Born in Jamaica, George was the eldest of four children born to a white father, George, and a black mother, Minnie. In 1908 Minnie and the children came, via New York, to England, on the Lusitania, to join George Bemand (senior) at Upper House Farm, near Leominster. Geroge was sent to Dulwich College where he was a boarder in Ivyholme, and in his final year he was a member of the 2nd XI cricket team. From Dulwich he went on to University College London, where he studied engineering.
Shortly after the First World War began, he joined the London University Officer Training Corps, and in May 1915 was granted a commission in the Royal Field Artillery – making him one of a very small number of Black officers in the British Army at that time. Though of mixed race, when George enlisted in 1914, he stated that he was of ‘pure European descent’. After finishing his training, he became a second lieutenant in the Royal Field Artillery in May 1915, before being sent out to France in November of 1915, and spent a year serving with the Ammunition Column, 148 Brigade.
In October 1916 he was transferred to the Trench Mortar Battery, 5th Division. He was killed in action on Boxing Day 1916. His younger brother Harold, who like George had attended Dulwich College, served in the ranks as a Gunner in the Royal Field Artillery and died of wounds in Belgium in 1917 at the age of 19.
As the nation’s largest Armed Forces charity, the Royal British Legion (RBL) is dedicated to ensuring that all those who served and sacrificed, and who continue to do so, in defence of our freedoms and way of life, from both Britain and the Commonwealth, are remembered.
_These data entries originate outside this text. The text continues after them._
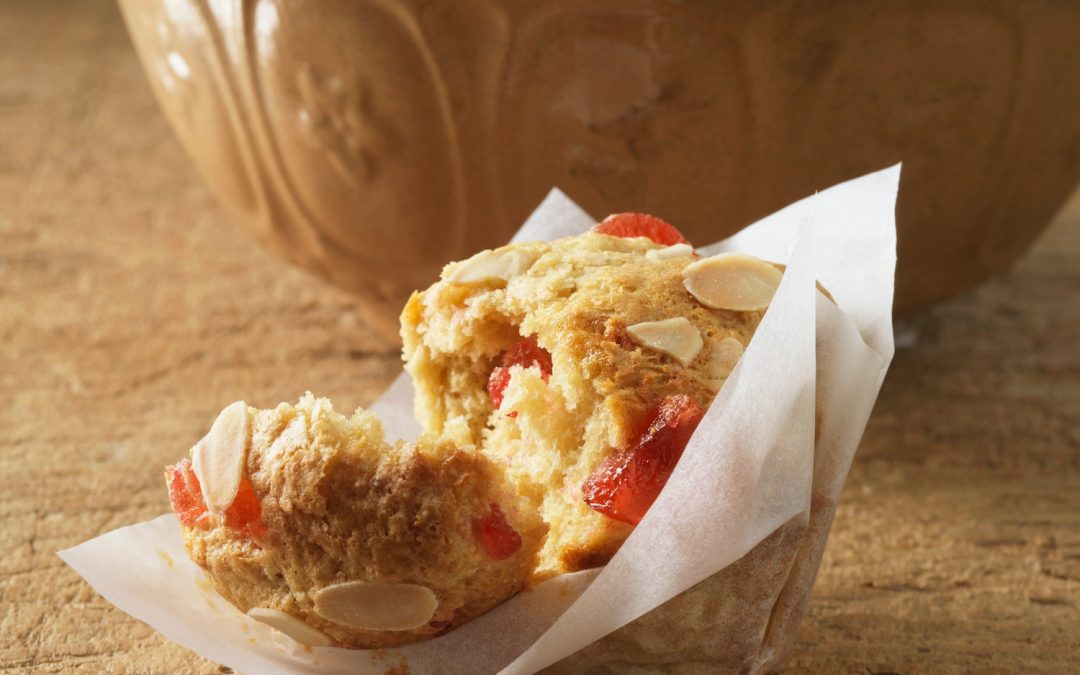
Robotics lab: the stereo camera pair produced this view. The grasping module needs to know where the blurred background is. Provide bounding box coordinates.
[0,0,1080,673]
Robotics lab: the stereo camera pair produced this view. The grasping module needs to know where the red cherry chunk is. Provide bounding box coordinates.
[165,457,210,527]
[165,458,266,542]
[581,394,705,525]
[472,503,522,561]
[487,335,551,408]
[224,477,267,542]
[593,213,690,246]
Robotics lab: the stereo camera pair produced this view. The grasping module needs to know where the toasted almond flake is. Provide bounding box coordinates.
[645,244,693,260]
[444,247,536,284]
[247,607,334,647]
[683,253,783,312]
[705,337,744,383]
[191,401,252,514]
[626,316,703,366]
[315,581,438,631]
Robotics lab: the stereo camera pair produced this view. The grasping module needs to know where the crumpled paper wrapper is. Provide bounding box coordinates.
[59,165,900,675]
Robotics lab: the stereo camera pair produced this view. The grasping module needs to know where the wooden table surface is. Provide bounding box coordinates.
[0,0,1080,673]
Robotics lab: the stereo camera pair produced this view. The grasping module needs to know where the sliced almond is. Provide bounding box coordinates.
[191,401,252,514]
[683,253,783,312]
[315,581,438,631]
[626,316,704,366]
[705,337,744,381]
[645,244,693,260]
[247,607,334,647]
[444,248,536,284]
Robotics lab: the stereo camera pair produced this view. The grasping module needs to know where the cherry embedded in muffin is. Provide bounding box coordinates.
[472,503,522,561]
[487,335,551,409]
[593,213,690,246]
[165,457,266,542]
[582,394,704,525]
[224,478,267,543]
[165,457,210,527]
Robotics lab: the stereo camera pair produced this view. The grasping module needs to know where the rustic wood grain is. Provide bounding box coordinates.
[0,0,1080,673]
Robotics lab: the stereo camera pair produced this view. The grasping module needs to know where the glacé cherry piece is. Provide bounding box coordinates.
[472,502,522,561]
[165,457,266,541]
[487,335,551,408]
[593,213,690,246]
[165,457,208,527]
[581,394,704,525]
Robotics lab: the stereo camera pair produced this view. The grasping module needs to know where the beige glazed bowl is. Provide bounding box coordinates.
[120,0,1080,332]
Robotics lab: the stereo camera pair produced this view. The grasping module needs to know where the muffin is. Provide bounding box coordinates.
[166,214,782,648]
[402,215,781,575]
[166,394,546,648]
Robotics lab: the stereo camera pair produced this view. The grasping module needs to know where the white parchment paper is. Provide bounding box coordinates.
[59,165,900,675]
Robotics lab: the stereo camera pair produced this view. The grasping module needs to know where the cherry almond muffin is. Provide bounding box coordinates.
[166,214,782,648]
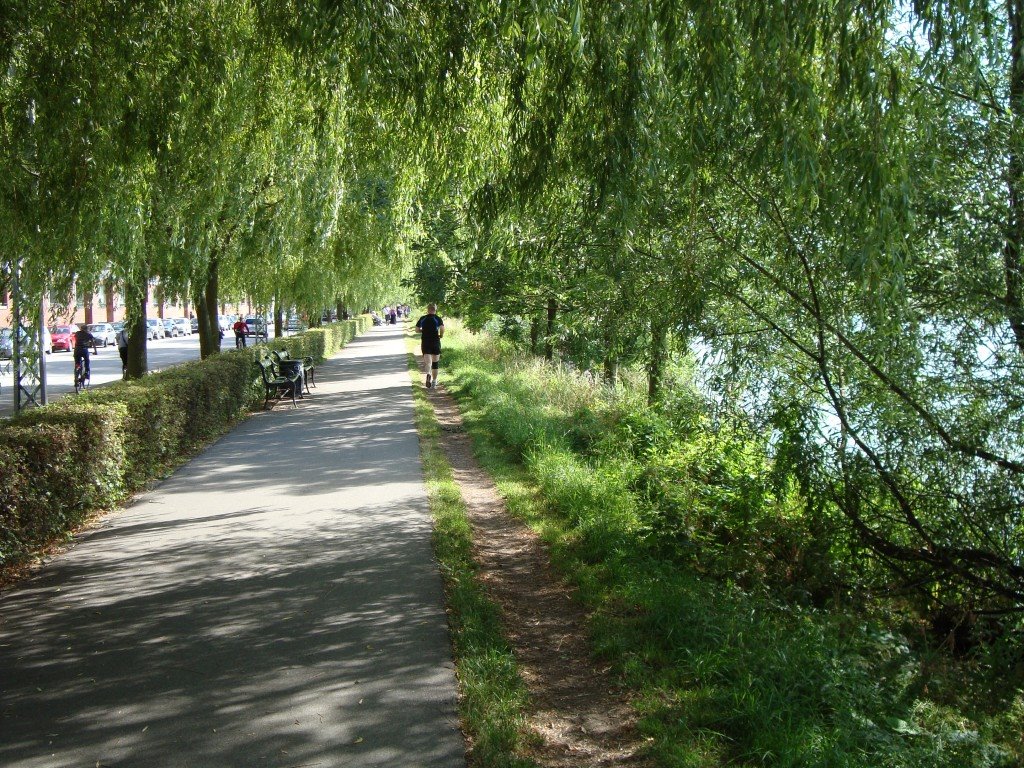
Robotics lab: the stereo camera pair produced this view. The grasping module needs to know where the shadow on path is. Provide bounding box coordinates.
[0,328,465,768]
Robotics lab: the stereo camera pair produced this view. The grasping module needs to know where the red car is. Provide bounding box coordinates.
[50,326,78,352]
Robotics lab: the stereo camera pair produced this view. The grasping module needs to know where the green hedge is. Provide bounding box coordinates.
[0,315,371,567]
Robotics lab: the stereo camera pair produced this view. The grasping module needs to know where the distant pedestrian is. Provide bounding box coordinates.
[231,317,249,349]
[117,325,128,373]
[416,304,444,389]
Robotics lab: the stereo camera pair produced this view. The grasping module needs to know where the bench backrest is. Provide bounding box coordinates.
[256,357,281,384]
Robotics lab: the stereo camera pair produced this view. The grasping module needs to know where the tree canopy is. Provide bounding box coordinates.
[0,0,1024,611]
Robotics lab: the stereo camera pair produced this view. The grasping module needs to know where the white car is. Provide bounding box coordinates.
[145,317,164,340]
[85,323,118,347]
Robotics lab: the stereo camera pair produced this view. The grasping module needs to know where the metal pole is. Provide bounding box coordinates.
[10,257,22,413]
[39,299,46,406]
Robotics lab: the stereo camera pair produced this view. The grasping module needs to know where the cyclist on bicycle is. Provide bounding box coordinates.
[73,326,96,379]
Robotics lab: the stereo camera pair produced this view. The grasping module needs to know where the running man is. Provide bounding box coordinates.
[416,304,444,389]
In our acts of Remembrance, the RBL remembers,
- The sacrifice of the Armed Forces community from Britain and the Commonwealth.
- Pays tribute to the special contribution of families and of the emergency services.
- Acknowledges the innocent civilians who have lost their lives in conflict and acts of terrorism.
The story of Black British and Black African and Caribbean service and sacrifice is one that we are keen to share, a story of men and women who have done so much in defence of Britain and in protecting all our citizens. A story that is replete with stories of bravery and courage, as epitomised by Victoria Cross winner Johnson Beharry.
Therefore, to mark 100 years since Britain’s current Remembrance traditions first came together, the RBL has bought together over 100 stories of British and Commonwealth African and Caribbean service and sacrifice. The stories range from the First World War to the present day and are of servicemen and women from across Britain, Africa and the Caribbean, representing both the armed forces and emergency services.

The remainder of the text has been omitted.